The price of gold is on the back foot on Thursday, bleeding additional dollars following the speculative sell-out on the back of the de-escalation in the Persian Gulf conflict surrounding a series of US and Iran's tit-for-tat retaliation strikes.
The speculative bid was squeezed out sharply from the post-US drone strike highs of $1,611 (a fresh yearly high) when markets got the hint from Iran, that should the US hold fire, there would be no further attacks.
The price of gold eventually plummeted after Wednesday's US President Donald Trump’s address to the nation which was well balanced between, we don't want war, nor does Iran, but we will sanction Iran for misbehaving.
Subsequently, prices are back to levels traded prior to the killing of the Iranian general which occurred last week. With geopolitics in the rear-view, the immediate focus will turn to position, which rests at extreme levels.
"It is worth reiterating that gold bulls have virtually no dry-powder left, with both an extreme number of traders long and a larger-than-expected position held on a per-trader basis,"
– analysts at TD Securities argued.
While TD Securities continues to believe that gold's bull market is still young in nature, a near-term drawdown still appears likely as the geopolitical news flow triggers extreme positioning to normalize. "That being said, we do not expect much flow from trend-following algorithmic traders."
Mixed messages out there, risk-off flows on standby
However, markets will remain on red alert for some time to come over the Iran/US stand-off. There are mixed messages out there. A senior Iranian military commander vowed there would be "harsher revenge".
Additionally, US officials are confident Iran shot down a Ukrainian jetliner which killed all 176 passengers (including some 60 Canadians) in the hours after the Iranian missile attack which is under investigation. A source who was in the briefing said it appears missile components were found near the crash site, Van Cleave reports. Trump has said, that this could have been a mistake, but nonetheless, markets are keeping an eye on the investigation and weighing the implications.
"I have my suspicions... it is a tragic thing...someone could have made a mistake on the other side...it was flying in a pretty rough neighbourhood,"
– Donald Trump said to reporters when asked about the plane incident.

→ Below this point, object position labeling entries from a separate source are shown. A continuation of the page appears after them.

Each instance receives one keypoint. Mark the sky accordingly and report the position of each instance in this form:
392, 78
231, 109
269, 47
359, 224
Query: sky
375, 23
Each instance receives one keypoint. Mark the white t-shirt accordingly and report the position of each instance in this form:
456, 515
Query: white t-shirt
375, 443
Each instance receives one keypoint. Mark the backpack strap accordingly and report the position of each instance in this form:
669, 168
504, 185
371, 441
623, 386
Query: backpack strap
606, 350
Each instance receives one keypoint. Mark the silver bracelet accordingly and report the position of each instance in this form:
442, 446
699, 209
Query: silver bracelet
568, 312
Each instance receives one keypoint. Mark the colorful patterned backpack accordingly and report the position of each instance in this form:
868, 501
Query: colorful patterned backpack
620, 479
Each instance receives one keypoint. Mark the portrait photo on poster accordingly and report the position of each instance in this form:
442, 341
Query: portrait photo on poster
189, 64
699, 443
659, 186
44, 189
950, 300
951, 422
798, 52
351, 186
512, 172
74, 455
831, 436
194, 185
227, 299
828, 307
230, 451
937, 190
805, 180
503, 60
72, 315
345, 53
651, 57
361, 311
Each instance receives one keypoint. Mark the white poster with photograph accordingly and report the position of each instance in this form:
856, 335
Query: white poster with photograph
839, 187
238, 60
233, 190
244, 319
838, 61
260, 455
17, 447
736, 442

The Ukrainians suspect either a terrorist attack of a missile, but said that there will b an international investigation – the truth will be revealed in due course and markets are on standby.
Furthermore, Amir Ali Hajizadeh, who is the head of the Revolutionary Guard's Aerospace Force, also said the attacks on the US base, in which no one was killed, marked the beginning of a string of attacks across the region, Iranian state television reported, according to Reuters.

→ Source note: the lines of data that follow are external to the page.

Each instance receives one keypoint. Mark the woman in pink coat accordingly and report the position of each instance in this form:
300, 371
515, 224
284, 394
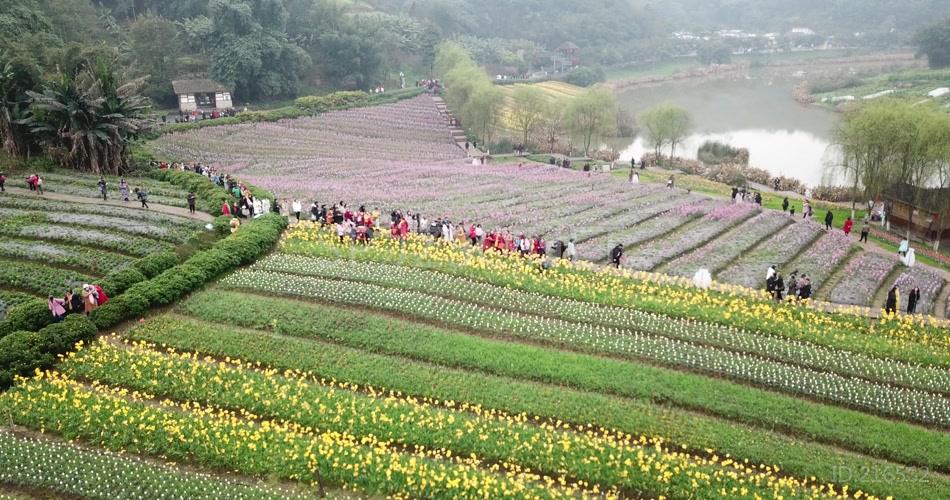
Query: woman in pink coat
56, 308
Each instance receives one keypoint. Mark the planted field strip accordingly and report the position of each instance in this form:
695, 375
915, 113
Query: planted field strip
649, 255
280, 348
66, 469
130, 214
911, 404
101, 238
862, 277
599, 457
39, 279
9, 299
908, 338
136, 228
929, 282
637, 212
91, 182
721, 251
98, 262
254, 445
794, 352
780, 249
823, 258
598, 249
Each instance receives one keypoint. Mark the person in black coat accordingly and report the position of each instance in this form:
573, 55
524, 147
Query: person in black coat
804, 288
779, 287
912, 300
890, 305
616, 254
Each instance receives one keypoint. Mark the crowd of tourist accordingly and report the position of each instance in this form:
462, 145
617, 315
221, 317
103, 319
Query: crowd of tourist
87, 300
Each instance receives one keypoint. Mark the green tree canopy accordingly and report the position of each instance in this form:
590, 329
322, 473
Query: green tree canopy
592, 115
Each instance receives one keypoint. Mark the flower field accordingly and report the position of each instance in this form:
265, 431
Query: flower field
437, 371
862, 277
778, 250
929, 283
402, 156
433, 369
720, 252
48, 246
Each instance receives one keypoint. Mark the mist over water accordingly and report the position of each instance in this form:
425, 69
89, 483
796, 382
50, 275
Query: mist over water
782, 136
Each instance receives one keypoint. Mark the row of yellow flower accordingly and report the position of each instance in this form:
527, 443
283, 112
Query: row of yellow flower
128, 420
598, 459
725, 303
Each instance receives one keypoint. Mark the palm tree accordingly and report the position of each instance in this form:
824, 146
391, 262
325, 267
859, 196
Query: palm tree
16, 78
86, 120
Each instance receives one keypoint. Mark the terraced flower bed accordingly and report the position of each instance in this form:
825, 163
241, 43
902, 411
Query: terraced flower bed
906, 403
39, 279
651, 254
749, 269
74, 256
929, 282
862, 277
66, 469
823, 258
726, 248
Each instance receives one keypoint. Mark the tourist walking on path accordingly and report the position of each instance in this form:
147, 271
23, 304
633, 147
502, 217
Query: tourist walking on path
56, 308
89, 299
912, 300
142, 195
778, 288
123, 189
804, 288
616, 255
893, 298
296, 207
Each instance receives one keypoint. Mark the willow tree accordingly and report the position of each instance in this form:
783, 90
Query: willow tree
86, 118
592, 115
527, 110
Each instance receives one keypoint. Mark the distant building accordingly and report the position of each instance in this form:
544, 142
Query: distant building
202, 95
565, 57
930, 215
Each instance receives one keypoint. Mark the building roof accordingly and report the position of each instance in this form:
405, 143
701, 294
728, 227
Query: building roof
198, 86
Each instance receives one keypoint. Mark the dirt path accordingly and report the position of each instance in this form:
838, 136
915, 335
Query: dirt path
133, 205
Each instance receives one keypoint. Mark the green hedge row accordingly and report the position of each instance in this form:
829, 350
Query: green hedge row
22, 352
34, 343
253, 240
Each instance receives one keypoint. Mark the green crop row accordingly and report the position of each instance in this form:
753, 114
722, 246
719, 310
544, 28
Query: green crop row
910, 404
517, 394
905, 339
595, 456
69, 470
705, 333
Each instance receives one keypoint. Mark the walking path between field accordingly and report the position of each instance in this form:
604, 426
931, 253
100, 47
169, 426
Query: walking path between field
152, 207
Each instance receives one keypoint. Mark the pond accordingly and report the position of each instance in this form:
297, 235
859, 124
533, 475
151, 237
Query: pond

Financial Times highlights risk variables
Yesterday, The Financial Times (FT) highlighted some ongoing troublesome variables which are worth taking note of. "Yet even if outright war has been avoided, the road ahead remains hazardous," The FT argues.
The article, which was written overnight, warns that Iran’s response to the US attack underlines its capacity for careful calculation: Iran’s response to the US attack underlines its capacity for careful calculation - FT
US data underpinning USD strength and gold's downside prospects
All in all, we are not out of the woods yet on the geopolitical front and there is potential for further spikes of risk-off in a flight to safety. However, the economic fundamentals may make for short-lived upside rallies as speculators could be quick to take profits.
Earlier this week, the US dollar was in view and bid following a report that was showing US private payrolls increased by the most in eight months in December. The data comes ahead of the highly anticipated Nonfarm Payrolls on Friday. However, what should be noted, is that the job gains last month were likely flattered by a seasonal quirk, according to Reuters.
Nevertheless, the data were solid and if they can be regarded as a prelude to tomorrow's report, we could be in for a wild upside ride in the greenback. The ADP National Employment Report on Wednesday showed private payrolls jumped by 202,000 jobs last month, the largest gain since April, after an upwardly revised 124,000 rise in November. Private job growth averaged 163,000 jobs per month in 2019, slowing from an average increase of 219,000 in 2018.